No solo percibimos los objetos, sino que los experimentamos de tal forma que la idea que tenemos de ellos en nuestra mente y la experiencia vivida por medio de ellos se vuelven inseparables. Hablamos de la espalda de la silla, del ojo de la cerradura, de los dientes de la llave. Así como las palabras constituyen un medio de expresión, también las cosas que utilizamos nos representan de alguna manera. Edwin Hutchins, psicólogo y antropólogo de la Universidad de California en San Diego, propone en su teoría de la cognición distribuida que el conocimiento humano no está confinado en el individuo, sino que se distribuye a través de las interacciones entre personas, objetos y entorno. Las gafas no solamente permiten ver con claridad, sino que pasan a ser parte de nuestra cara, de nuestra identidad y nuestras interacciones.
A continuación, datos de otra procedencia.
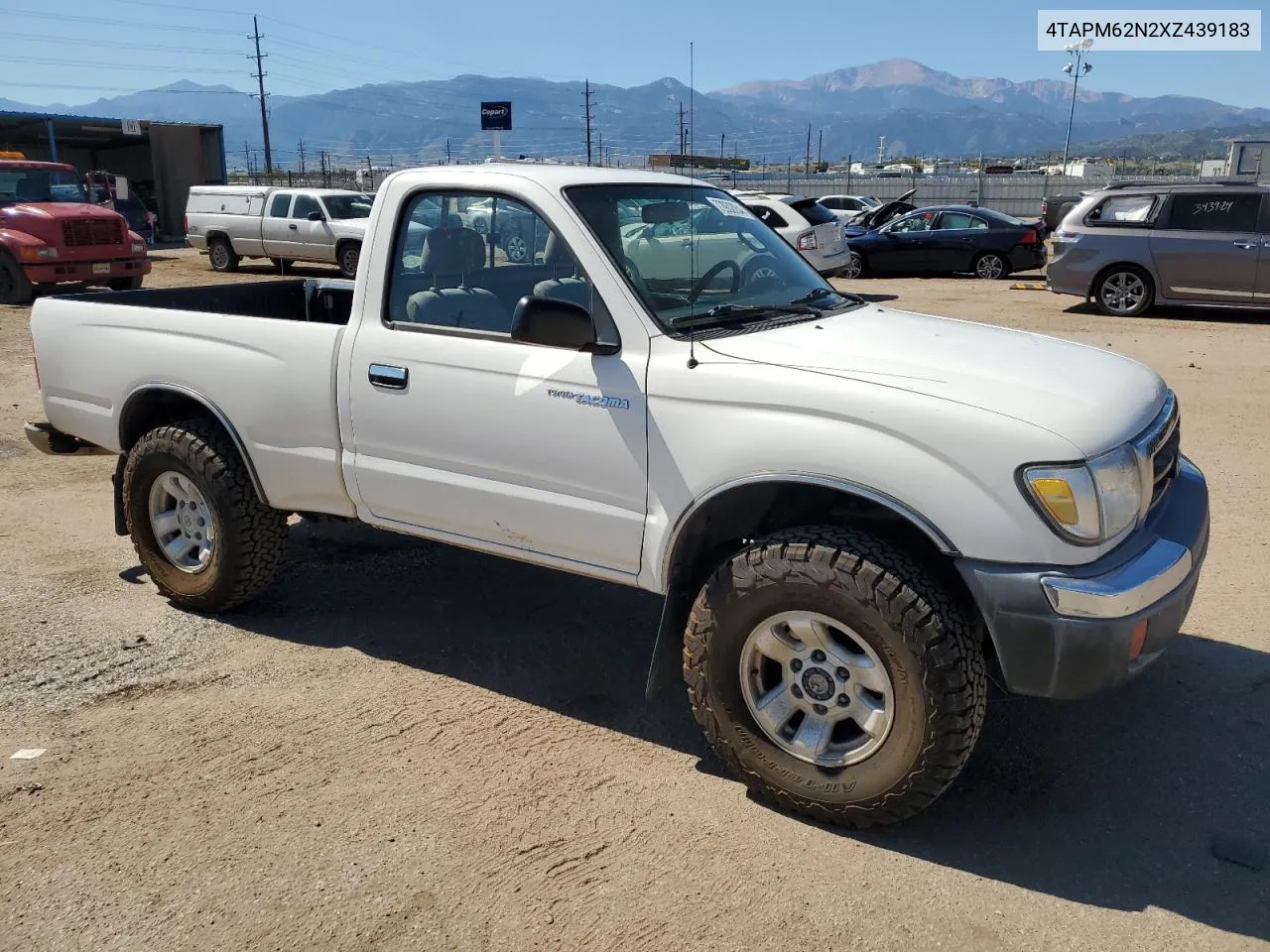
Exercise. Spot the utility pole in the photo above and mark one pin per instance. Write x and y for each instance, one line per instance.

Los objetos se repliegan y se despliegan —la cama se convierte en sofá cama—, desaparecen, entran en escena, se transforman y nos transforman a nosotros. La mayor parte de las veces, esta conmutabilidad es el resultado de una adaptación forzosa. Para una persona con dificultad para caminar, el bastón aumenta su posibilidad de movimiento, remodela los límites del cuerpo en relación con el entorno, estimula la creación de un nuevo circuito en el cerebro capaz de modificar la imagen mental del cuerpo. Según Andy Clark, especialista en ciencias cognitivas de la Universidad de Edimburgo, el bastón no es simplemente una herramienta. Puede convertirse en una extensión literal de la mente del usuario.
Los seres humanos y los objetos estamos unidos en una complicidad en la que los objetos asumen cierto destino, un valor, lo que podría describirse como una presencia.
David Dorenbaum es psiquiatra y psicoanalista.